Not until January 1918 do the names of Lenin and Trotsky show up – but then they at once dominate the magazine. In the February issue the lead article is a reprint of the preface to Trotsky’s The Bolsheviki and World Peace. An editorial note reflects the enthusiasm of the magazine over the Russian solution to the great ideological crisis that had haunted the socialist movement for four years:

“Comrade Trotsky was preparing an article for the Review when the revolution came in Russia, compelling him to drop everything and return. Review readers will appreciate our disappointment and later on our joy in reading the inspiring record our comrade has made during the past few months.”

And they recommend the book written by the new Russian Minister of Foreign Affairs who, only a few months before, had been a refugee in New York:

“Every revolutionary socialist in America will want to read and reread his new book entitled The Bolsheviki and World Peace.”

That was enough for the Woodrow Wilson administration in Washington. The postal authorities barred the magazine from the mails and it was forced to cease publication.

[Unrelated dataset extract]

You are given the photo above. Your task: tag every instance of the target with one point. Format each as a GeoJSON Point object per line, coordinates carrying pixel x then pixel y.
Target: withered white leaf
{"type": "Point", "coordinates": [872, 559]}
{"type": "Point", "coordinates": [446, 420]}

International Socialist Review (last issue)


This is the cover of the final issue. The main article, by Leon Trotsky, explaining the opposition, of the Bolsheviks to imperialist war and their program for achieving enduring peace, was answered by an official order from Washington banning the magazine from the mails.

The International Socialist Review was a colorful magazine filled with photographs of strikes, demonstrations and events of the class struggle. It carried photographs of socialists in action, from leaders like Debs and Haywood to outstanding rank and filers like Thomas J. Mooney, who first began making a name for himself selling socialist literature. If it analyzed a new development such as the appearance of automatic machinery in the auto industry or in bottle-making, it carried pictures of the fabulous new machines along with figures on the number of workers they displaced.

It made room for illustrators and cartoonists and its covers featured drawings, photographs, and colored layouts that would be outstanding on the magazine stands today.

Our limited financial resources do not permit us as yet to come near the old International Socialist Review in the use of colors, drawings or photographs or in on-the-spot reporting of the class struggle, but we do think we can continue its tradition of militancy and of concern about theory and perhaps help bring nearer the prognosis of its first issue way back in 1900 that American capitalism “should in time produce the most clear cut and developed socialism.”